4 Perception – Cognition – Audiation

anatomische, physiologische Seite der Wahrnehmung

Der Mensch nimmt die Welt mit mehreren Sinnen wahr. Mit Perception wird die Gesamtheit von Vorgängen der Wahrnehmung bezeichnet. Brunner versteht im Bereich des Hörens darunter die rein anatomische und physiologische Seite der Wahrnehmung (Brunner, 2015, S. 200); der Erkenntnisakt, die „erkennende Verarbeitung“ (Weidner, 2018, S. 315) – die Cognition – interpretiert das Gehörte und ordnet es in bereits bekannte Schemata und Strukturen ein (Brunner, 2015, S. 200).

pattern matching

Das Hören als das Erleben einer persönlichen Wirklichkeit vergleicht, ordnet ein, gleicht ab und entwickelt neue Strukturen. „Es beruht auf dem, was wir bereits kennen bzw. gehört haben. Es erfolgt ein Abgleich (pattern matching) mit bereits vorhandenen kognitiven Strukturen, sogenannten mentalen Repräsentationen“ (Brunner, 2015, S. 200). Wenn wir also Musik hören, „setzt automatisch ein Such-Prozeß ein, bei dem wir das Gehörte auf eine bereits vorhandene Struktur beziehen und dadurch als etwas (nämlich als ähnlich, gleich oder verschieden zu dem, was wir schon kennen) identifizieren oder in einer bestimmten Weise deuten (z. B. einen schrillen Ton als Warnsignal oder als Bestandteil einer Komposition)“ (Gruhn, 1995, S. 200).

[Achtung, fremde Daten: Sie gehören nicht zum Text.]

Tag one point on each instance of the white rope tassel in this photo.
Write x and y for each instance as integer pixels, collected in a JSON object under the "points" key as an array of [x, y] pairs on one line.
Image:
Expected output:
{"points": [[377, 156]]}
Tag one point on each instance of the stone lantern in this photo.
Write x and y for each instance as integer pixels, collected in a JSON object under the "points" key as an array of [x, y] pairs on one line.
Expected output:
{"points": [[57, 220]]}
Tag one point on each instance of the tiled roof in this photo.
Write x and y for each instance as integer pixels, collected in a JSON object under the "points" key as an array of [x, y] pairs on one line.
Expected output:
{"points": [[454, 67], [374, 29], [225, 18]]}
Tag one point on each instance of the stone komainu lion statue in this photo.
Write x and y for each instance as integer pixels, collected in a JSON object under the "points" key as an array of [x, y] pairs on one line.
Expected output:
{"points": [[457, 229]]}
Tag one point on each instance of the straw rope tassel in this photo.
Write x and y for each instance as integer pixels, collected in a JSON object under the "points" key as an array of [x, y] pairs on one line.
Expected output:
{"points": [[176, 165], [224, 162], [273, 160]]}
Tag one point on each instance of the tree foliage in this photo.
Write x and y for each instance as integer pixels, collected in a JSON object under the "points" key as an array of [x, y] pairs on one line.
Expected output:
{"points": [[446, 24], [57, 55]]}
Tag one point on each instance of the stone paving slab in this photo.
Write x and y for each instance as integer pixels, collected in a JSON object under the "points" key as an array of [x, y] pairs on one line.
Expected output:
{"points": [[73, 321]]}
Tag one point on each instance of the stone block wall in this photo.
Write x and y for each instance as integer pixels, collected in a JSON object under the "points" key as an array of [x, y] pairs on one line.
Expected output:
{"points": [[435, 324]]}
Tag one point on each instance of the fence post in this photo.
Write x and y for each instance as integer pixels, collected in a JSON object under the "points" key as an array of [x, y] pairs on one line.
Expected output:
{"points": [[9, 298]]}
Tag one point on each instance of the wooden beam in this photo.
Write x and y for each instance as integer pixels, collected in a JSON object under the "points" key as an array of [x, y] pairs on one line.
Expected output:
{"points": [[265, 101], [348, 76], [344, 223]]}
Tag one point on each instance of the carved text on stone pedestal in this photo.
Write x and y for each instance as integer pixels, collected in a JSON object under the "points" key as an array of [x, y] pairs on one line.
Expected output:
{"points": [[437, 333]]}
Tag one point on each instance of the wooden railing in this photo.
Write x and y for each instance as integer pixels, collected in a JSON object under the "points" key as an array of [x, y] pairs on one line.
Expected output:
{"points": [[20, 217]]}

Der amerikanische Musikpsychologe Edwin Gordon prägte in den 1970er
Jahren den Begriff der Audiation. Damit gemeint ist die „grundlegende Fähigkeit des Aufbaus mentaler Repräsentationen von musikalischen Elementen (patterns)“ (Gruhn, 1994, S. 108). Demnach erwerben Kinder die Fähigkeit, Musik innerlich zu hören und zu verarbeiten, ohne dass Musik real erklingt oder diese bereits verklungen ist. Audiation „meint hierbei die Fähigkeit, (in) Musik zu denken und das gehörte Phänomen in einen musikalisch-syntaktischen Gesamtzusammenhang einordnen zu können“ (Edwin E. Gordon-Gesellschaft, 2020)

Enkulturation

Nun ist die hörende Wahrnehmung der Umwelt und ein dementsprechender Aufbau eines persönlichen Hörvokabulars und einer eigenen Hörwelt sehr stark von den persönlichen Hörerfahrungen und -einflüssen geprägt, denn die „inneren Vorstellungen werden im Laufe der Zeit in sozialen und kulturellen Kontexten erworben und sind interindividuell verschieden. D.h., Hörwahrnehmung ist stark von der Art und Weise der Aneignung der jeweiligen Kultur (Enkulturation) geprägt“ (Brunner, 2015, S. 200). Das ist vor dem Eintritt in Kindergarten und Schule primär natürlich das familiäre Umfeld, das bereits pränatal und in den ersten Lebensjahren die „hörende Erfahrung von Welt“ prägt. Dementsprechend kommen Kinder mit sehr unterschiedlichen Voraussetzungen und Erfahrungen von Perception und Cognition in die Bildungsinstitutionen.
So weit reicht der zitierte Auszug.